The SMC referenced the Australian Securities and Investments Commission’s (ASIC) recent report to support its argument, noting that the “shonks” mentioned in the report, who persuade clients into inappropriate super switching through cold calling and high-pressure sales tactics, could be eliminated if super funds are required to monitor and scrutinise SOAs.

“One of the ways these shonks can be caught is by super funds checking if advice fees are appropriate,” said Schubert.

“To give the regulator the teeth it needs to end the rip-offs, anti-hawking legislation should be extended to also ban the unsolicited selling of financial services.”

The timing of the ASIC report was deemed suspect by the advice profession given the heightened scrutiny surrounding the initial Delivering Better Financial Outcomes bill and the subsequent Senate inquiry. The inquiry, in particular, has seen the bulk of the focus placed on the suggested revision of requirements for superannuation fund trustees processing financial advice fees.

However, the SMC sees nothing wrong with the bill and further noted that the law should be passed “without delay and without being watered down”.
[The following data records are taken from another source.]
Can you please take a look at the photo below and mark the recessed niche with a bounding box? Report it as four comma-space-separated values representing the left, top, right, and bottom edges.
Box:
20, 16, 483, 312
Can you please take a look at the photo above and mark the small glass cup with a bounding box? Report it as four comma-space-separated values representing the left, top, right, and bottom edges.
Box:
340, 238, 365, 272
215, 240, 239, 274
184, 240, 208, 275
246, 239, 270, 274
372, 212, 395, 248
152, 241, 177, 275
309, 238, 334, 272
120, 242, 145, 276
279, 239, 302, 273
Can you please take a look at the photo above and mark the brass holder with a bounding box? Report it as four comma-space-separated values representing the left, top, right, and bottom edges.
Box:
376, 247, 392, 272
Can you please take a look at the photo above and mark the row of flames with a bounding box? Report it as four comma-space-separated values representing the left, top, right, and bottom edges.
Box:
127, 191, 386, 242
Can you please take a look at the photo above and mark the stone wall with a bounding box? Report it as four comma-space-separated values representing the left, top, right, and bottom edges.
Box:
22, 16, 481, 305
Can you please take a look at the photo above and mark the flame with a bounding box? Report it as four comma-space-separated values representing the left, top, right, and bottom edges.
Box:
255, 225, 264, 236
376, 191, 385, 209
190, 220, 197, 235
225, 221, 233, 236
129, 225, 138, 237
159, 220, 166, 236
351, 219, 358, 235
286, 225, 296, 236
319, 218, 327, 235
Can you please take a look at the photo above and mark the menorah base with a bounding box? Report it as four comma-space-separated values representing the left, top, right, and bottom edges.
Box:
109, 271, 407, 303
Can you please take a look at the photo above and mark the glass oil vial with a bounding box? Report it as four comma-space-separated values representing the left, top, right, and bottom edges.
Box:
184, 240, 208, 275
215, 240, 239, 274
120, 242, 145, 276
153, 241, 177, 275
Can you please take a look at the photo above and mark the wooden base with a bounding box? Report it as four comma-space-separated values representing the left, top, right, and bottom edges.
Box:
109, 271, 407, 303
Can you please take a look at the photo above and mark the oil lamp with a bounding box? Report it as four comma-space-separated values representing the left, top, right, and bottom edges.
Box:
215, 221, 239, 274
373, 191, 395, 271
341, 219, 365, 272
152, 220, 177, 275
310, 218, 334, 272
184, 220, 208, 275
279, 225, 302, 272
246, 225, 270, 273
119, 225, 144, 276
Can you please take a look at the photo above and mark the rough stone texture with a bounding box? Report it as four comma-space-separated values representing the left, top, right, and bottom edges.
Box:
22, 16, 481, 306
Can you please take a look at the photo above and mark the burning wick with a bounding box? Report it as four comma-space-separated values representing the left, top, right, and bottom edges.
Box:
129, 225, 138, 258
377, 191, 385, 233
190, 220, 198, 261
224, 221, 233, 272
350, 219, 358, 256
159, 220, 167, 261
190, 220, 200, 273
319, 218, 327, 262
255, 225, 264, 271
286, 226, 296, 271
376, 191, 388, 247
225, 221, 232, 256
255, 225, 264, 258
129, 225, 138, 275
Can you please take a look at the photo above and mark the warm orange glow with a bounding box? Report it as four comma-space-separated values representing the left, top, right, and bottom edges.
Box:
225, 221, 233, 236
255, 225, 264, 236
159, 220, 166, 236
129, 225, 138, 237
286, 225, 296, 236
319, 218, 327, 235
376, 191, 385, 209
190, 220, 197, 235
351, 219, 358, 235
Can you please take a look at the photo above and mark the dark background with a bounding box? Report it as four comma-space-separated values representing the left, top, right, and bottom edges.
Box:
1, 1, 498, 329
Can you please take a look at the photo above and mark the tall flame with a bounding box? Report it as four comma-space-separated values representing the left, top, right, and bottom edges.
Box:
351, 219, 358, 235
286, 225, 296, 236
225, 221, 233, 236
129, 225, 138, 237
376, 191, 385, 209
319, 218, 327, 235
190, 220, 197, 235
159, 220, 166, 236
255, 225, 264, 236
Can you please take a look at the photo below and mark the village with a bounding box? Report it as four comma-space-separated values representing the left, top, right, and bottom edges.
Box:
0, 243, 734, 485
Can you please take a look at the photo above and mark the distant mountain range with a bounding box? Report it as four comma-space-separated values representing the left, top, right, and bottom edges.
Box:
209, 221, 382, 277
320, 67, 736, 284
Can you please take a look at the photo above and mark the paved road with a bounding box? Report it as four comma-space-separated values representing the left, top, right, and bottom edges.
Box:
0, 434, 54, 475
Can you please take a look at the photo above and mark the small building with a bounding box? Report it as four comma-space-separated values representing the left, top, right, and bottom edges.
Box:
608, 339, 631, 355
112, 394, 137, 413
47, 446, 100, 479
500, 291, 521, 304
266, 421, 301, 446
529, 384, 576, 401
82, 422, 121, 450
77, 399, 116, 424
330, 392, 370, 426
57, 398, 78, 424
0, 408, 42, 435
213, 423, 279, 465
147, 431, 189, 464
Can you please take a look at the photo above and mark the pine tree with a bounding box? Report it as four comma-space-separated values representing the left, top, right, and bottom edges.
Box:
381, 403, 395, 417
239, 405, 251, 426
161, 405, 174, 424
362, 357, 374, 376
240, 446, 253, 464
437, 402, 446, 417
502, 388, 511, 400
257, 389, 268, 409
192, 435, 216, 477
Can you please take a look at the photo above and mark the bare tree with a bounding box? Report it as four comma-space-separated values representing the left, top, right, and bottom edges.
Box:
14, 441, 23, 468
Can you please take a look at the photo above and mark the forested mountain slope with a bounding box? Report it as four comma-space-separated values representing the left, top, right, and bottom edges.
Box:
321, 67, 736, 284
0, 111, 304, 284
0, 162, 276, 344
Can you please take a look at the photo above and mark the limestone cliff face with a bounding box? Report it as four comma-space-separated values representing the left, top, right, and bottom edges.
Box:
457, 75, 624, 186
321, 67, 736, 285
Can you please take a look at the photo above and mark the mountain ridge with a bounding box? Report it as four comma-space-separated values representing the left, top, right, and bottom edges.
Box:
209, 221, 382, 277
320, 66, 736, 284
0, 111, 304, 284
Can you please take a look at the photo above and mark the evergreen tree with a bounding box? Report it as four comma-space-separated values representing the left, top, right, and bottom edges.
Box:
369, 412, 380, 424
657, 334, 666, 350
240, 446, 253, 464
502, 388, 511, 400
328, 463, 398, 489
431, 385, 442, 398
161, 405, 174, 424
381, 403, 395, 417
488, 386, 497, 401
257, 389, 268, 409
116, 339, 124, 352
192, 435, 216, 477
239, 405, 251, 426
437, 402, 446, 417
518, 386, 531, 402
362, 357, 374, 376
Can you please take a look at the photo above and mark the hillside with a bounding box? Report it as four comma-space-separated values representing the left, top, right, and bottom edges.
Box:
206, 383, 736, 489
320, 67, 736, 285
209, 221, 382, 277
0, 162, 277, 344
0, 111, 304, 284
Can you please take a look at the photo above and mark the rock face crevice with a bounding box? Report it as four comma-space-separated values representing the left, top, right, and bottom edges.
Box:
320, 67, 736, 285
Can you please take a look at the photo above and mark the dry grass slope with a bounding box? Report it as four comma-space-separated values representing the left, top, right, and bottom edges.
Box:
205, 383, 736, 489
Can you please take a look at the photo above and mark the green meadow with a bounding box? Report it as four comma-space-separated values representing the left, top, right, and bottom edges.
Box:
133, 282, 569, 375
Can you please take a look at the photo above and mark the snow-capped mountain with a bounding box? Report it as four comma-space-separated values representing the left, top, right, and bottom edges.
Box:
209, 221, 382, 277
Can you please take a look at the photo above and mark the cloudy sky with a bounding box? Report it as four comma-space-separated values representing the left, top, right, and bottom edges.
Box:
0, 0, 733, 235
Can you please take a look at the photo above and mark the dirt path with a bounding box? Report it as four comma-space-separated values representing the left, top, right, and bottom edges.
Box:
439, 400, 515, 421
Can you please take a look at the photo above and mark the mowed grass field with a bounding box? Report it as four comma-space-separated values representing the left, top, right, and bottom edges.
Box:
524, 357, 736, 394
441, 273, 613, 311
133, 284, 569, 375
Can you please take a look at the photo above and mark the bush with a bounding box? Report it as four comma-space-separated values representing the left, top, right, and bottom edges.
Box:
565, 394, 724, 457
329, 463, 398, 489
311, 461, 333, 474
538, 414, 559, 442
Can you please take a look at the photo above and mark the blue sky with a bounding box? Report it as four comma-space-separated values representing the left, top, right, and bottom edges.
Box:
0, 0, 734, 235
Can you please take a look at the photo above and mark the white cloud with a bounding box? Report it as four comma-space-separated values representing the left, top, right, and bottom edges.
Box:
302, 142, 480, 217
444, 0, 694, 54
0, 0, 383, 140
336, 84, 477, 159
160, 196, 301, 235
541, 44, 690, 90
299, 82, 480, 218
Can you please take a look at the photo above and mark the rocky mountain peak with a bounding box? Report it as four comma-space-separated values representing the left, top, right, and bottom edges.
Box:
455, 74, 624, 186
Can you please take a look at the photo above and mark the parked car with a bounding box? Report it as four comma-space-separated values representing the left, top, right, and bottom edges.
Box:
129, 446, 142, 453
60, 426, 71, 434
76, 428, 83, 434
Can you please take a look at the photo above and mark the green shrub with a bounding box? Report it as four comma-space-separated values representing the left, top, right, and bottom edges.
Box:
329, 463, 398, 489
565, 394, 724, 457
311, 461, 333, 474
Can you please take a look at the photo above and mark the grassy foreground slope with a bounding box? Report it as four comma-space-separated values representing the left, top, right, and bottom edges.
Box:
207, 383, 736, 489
“Vital consumer protections that obligate super funds to check the appropriateness of advice charged from super needs to be swiftly legislated and not delayed or changed,” the CEO added.

Schubert insisted that although only a “small subset of advisers” use cold calling for lead generation, the issue is causing significant reputational damage to the entire financial advice industry.

“Australians should hang up on unsolicited calls offering to connect them to a financial adviser to review their super, as they likely lead to a shonky financial adviser,” Schubert said.

“While the regulator does crack down on individual advisers offering inappropriate advice after using cold calling lead generation, the practice of cold call lead generation selling financial advice is not yet banned.”

Advice professions demand change

Both the Financial Advice Association Australia (FAAA) and the Financial Services Council (FSC) have called for explicit changes to the bill’s provisions to ensure the regulatory burden on trustees and advisers does not increase.

The Minister for Financial Services, Stephen Jones, has clarified that it was not his intention to create additional checks. Instead, he has insisted that the policy intent was simply to continue current practices – a risk-based sampling approach.

Speaking at ifa’s Adviser Innovation Summit last Tuesday, Sarah Abood, CEO of the FAAA, shared that the government has amended the bill’s explanatory memorandum (EM) to clarify that it does not require a rigorous review of each SOA. However, she noted that maintaining the bill in its current form means the issue persists.

The concern is that if the wording remains unchanged, some trustees may interpret it as requiring more rigorous checks, thereby adding unnecessary red tape to the process.

“Our strong preference is that these changes be made in the law itself because it’s challenging practically to always have to read the EM,” Abood said.

“We think it would be far clearer and more explicit to make that change in the legislation itself and we continue to argue for it.”

Abood highlighted that if the legislation remains unchanged, according to a study conducted by the Licensee Leadership Forum, it will cost advisers “north of $400” per piece of advice to manually redact an SOA before it can be forwarded to the super trustee for approval. This process, she said, would be necessary to meet privacy obligations.

“Privacy law dictates that we can’t disclose information that clients have disclosed to us, and that’s a manual process,” Abood said.

“So that’s pretty frustrating for advisers, and that’s what we’re worried about.”

Based on the results of a recent ifa poll, advisers are overwhelming worried by the proposed changes to s99FA of the SIS Act.

Asked whether they are concerned about super fund trustees being required to review SOAs, 86.2 per cent of the 217 respondents said they are, while just 11.5 per cent were unconcerned, and 2.3 per cent were unsure.

The Treasury Laws Amendment (Delivering Better Financial Outcomes and Other Measures) Bill 2024 (Bill) is under consideration by the Senate economics legislation committee, with a public hearing scheduled for 13 June 2024.